= Merete Erbou Laurent =

Danish weaver and textile artist

Merete Erbou Laurent (born 1949) is a Danish weaver and textile artist. Since the 1970s, she has specialized in weaving paper yarn to produce brightly coloured floor rugs, runners and carpets but more recently has used wool for her rugs. From 1983 to 2006, she was editor-in-chief of the Danish arts and crafts journal Dansk Kunsthåndværk and from 2011 to 2017 served as chair of the Danish designers' association Danske Kunsthåndværkere & Designere.

==Biography==
Born on 26 January 1949 in Randers, Merete Erbou Laurent is the daughter of Carsten Gylling Erbou (1923–1998), a farmer, and Helga Kirkegaard (born 1926). The eldest of four children, she was brought up in a farming household near Hadsten in Central Jutland. She learnt to weave at home from an early age and acquired her own loom when she was 16. From 1966 to 1970, she studied handicrafts under at the Jutland Art Academy in Aarhus, specializing in weaving under Anna Thommesen.

In 1969, she married the painter Erik Laurent (born 1942) and moved to Thy with whom she had two children. When the marriage was dissolved in 1977, she moved with her children to a collective community in Djursland. There she met her second husband, the editor and publisher Martin Kristen Schultz (born 1950) with whom she later had two children. From 1985, at exhibitions throughout Denmark, she presented her rugs which typically were decorated with geometric designs in clear but pale colours.

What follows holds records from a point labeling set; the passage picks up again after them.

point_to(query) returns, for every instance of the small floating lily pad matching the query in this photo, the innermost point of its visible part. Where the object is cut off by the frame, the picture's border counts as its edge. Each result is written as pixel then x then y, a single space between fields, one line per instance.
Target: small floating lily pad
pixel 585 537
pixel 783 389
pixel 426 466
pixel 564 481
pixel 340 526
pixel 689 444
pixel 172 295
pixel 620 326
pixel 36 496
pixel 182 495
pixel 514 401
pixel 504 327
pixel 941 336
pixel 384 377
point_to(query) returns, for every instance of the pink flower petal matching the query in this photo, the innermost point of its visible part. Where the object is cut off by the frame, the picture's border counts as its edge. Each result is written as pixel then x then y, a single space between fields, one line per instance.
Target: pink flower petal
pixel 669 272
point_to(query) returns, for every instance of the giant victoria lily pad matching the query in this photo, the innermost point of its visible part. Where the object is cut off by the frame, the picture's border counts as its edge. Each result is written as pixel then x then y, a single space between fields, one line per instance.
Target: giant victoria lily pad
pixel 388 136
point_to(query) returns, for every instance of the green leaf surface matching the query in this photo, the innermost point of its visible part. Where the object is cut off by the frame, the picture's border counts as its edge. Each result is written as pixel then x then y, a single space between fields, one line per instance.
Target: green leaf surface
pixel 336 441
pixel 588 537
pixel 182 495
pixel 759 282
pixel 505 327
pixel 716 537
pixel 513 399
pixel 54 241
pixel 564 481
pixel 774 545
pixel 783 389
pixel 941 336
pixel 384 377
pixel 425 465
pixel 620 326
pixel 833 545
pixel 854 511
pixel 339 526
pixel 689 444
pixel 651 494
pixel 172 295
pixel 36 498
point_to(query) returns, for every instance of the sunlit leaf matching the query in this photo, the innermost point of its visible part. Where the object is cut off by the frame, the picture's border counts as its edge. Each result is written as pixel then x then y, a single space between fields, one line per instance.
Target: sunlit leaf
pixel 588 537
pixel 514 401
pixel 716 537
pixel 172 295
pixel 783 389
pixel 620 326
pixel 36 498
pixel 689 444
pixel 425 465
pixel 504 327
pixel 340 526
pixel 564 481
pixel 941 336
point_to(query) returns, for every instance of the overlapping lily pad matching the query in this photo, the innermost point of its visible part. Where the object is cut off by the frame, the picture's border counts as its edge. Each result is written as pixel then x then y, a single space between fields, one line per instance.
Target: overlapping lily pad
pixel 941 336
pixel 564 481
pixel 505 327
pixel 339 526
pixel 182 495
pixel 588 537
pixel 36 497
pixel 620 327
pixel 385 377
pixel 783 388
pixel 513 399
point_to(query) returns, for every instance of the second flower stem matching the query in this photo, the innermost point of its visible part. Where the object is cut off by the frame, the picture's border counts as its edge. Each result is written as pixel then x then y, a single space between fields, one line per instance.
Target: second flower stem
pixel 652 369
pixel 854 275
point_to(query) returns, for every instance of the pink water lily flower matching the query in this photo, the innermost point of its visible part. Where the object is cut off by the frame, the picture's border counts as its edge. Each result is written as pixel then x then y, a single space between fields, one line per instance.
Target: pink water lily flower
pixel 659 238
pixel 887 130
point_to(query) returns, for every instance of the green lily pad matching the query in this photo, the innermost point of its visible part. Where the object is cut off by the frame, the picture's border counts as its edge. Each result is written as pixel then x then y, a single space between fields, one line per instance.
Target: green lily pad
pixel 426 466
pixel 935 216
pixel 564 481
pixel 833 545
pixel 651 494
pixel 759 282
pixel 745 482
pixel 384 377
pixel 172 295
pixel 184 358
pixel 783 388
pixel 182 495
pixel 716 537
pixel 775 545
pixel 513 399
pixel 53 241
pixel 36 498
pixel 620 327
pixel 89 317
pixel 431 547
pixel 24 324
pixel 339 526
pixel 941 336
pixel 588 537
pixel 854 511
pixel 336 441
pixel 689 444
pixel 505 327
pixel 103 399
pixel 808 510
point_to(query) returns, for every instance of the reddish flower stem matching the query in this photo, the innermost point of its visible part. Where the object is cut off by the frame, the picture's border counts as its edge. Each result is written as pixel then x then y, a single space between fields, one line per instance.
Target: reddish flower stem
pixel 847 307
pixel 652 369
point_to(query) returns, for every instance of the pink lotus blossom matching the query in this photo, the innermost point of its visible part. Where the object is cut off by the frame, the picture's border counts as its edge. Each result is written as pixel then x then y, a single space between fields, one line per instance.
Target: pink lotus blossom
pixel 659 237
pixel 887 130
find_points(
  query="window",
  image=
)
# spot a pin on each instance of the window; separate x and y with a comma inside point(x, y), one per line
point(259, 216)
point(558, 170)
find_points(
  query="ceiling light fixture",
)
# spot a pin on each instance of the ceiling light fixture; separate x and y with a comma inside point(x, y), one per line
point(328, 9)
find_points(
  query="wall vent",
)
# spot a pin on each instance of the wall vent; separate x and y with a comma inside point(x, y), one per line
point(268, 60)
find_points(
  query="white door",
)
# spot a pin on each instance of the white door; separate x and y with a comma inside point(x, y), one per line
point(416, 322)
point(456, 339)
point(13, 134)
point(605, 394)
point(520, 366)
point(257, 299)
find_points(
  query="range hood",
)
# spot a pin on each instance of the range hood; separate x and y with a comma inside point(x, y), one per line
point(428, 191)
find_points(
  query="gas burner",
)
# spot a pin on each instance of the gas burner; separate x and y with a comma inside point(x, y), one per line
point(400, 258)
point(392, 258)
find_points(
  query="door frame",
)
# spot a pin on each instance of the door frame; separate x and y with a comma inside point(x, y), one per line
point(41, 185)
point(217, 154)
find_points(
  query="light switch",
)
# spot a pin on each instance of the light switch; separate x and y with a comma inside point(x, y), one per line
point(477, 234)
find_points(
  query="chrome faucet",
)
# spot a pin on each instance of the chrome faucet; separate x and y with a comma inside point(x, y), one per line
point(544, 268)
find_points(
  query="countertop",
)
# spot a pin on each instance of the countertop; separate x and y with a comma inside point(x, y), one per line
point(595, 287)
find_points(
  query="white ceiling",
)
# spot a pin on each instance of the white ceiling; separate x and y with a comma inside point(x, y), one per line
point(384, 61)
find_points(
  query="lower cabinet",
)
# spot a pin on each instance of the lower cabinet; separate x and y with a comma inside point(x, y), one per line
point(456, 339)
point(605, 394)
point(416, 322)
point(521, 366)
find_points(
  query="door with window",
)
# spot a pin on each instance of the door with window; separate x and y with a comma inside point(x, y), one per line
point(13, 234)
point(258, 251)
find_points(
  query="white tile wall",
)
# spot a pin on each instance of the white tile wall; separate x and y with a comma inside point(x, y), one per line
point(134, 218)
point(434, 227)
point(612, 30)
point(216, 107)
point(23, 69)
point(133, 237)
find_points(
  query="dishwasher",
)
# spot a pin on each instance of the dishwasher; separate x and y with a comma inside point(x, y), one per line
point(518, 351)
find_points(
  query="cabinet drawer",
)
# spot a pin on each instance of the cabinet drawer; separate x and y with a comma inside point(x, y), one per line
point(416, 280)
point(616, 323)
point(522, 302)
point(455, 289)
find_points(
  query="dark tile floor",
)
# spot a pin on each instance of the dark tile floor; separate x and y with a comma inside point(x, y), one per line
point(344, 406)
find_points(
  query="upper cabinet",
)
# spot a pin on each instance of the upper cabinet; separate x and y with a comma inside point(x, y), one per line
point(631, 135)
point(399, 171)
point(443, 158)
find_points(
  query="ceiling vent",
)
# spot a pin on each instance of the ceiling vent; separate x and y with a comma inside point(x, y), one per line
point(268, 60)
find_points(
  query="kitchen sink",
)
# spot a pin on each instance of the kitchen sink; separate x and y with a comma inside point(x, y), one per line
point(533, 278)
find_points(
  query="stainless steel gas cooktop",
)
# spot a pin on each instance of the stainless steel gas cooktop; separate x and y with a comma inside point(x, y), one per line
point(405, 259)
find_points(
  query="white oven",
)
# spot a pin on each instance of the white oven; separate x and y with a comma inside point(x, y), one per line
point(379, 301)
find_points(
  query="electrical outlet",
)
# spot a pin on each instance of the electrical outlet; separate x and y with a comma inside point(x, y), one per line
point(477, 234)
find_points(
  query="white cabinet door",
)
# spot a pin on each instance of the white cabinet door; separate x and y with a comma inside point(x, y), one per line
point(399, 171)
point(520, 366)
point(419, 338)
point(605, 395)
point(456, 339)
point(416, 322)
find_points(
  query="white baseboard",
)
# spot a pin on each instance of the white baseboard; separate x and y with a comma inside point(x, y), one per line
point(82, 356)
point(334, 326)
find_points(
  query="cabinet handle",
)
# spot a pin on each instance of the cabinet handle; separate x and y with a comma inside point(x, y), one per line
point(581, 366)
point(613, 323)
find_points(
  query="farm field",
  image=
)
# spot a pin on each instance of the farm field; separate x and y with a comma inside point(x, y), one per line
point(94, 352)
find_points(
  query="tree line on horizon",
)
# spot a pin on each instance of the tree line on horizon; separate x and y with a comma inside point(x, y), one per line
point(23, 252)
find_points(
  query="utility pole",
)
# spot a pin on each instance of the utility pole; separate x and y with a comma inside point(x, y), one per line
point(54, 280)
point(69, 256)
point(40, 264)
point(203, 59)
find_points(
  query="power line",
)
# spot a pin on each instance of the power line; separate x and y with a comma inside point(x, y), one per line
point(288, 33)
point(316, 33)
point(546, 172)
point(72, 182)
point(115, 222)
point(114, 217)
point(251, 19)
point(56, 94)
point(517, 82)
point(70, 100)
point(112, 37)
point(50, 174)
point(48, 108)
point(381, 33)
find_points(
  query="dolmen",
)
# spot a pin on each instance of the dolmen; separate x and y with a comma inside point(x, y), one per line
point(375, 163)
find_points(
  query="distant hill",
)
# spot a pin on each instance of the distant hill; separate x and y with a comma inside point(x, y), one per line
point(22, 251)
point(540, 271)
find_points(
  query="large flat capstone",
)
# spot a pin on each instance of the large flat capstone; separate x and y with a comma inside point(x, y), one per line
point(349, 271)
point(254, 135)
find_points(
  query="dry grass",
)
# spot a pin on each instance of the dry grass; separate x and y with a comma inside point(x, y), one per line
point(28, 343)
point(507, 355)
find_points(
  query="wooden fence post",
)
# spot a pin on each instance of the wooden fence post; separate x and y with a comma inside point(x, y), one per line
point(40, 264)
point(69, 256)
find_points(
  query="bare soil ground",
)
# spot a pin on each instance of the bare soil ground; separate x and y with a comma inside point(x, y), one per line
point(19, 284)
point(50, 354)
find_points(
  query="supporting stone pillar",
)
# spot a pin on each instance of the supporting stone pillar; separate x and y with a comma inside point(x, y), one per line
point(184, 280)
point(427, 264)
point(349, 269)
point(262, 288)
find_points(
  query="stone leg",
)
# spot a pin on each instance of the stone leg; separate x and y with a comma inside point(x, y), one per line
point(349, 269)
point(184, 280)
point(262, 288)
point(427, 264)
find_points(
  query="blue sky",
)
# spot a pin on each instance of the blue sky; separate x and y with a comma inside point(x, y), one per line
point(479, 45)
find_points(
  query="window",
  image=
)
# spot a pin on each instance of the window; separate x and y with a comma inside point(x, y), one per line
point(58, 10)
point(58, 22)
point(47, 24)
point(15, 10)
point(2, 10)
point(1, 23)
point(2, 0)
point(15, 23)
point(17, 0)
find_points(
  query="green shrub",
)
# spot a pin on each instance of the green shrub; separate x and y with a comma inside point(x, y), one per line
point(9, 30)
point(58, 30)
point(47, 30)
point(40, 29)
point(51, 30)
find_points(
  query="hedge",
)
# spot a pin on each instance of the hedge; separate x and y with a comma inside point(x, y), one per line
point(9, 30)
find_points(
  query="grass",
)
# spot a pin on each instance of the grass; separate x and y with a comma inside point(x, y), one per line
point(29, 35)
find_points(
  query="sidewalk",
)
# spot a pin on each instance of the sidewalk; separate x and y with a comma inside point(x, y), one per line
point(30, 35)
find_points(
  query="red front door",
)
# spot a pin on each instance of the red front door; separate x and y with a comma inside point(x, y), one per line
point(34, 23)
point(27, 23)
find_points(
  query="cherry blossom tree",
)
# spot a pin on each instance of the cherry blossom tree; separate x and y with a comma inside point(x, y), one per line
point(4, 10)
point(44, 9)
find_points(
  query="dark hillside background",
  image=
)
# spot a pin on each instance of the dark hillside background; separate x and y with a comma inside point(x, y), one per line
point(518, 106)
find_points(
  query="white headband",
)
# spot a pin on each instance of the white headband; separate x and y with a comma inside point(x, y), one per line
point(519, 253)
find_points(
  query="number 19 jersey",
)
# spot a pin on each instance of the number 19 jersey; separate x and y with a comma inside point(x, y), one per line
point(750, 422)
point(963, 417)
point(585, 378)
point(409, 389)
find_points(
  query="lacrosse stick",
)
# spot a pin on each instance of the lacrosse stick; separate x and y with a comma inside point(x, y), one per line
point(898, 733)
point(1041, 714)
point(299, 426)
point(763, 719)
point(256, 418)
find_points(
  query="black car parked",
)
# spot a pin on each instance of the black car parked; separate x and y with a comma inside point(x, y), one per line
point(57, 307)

In the early 1980s, Erbou Laurent joined the Danish handicrafts association Danske Kunsthåndværkere. From 1983 she began to contribute to the association's journal Dansk Kunsthåndværk, becoming editor in 1986. Under her influence, its scope was extended to cover a wide range of interests, including textiles, ceramics, jewellery and their combinations. From 2011 to 2017 she chaired the Danish designers' association Danske Kunsthåndværkere & Designere.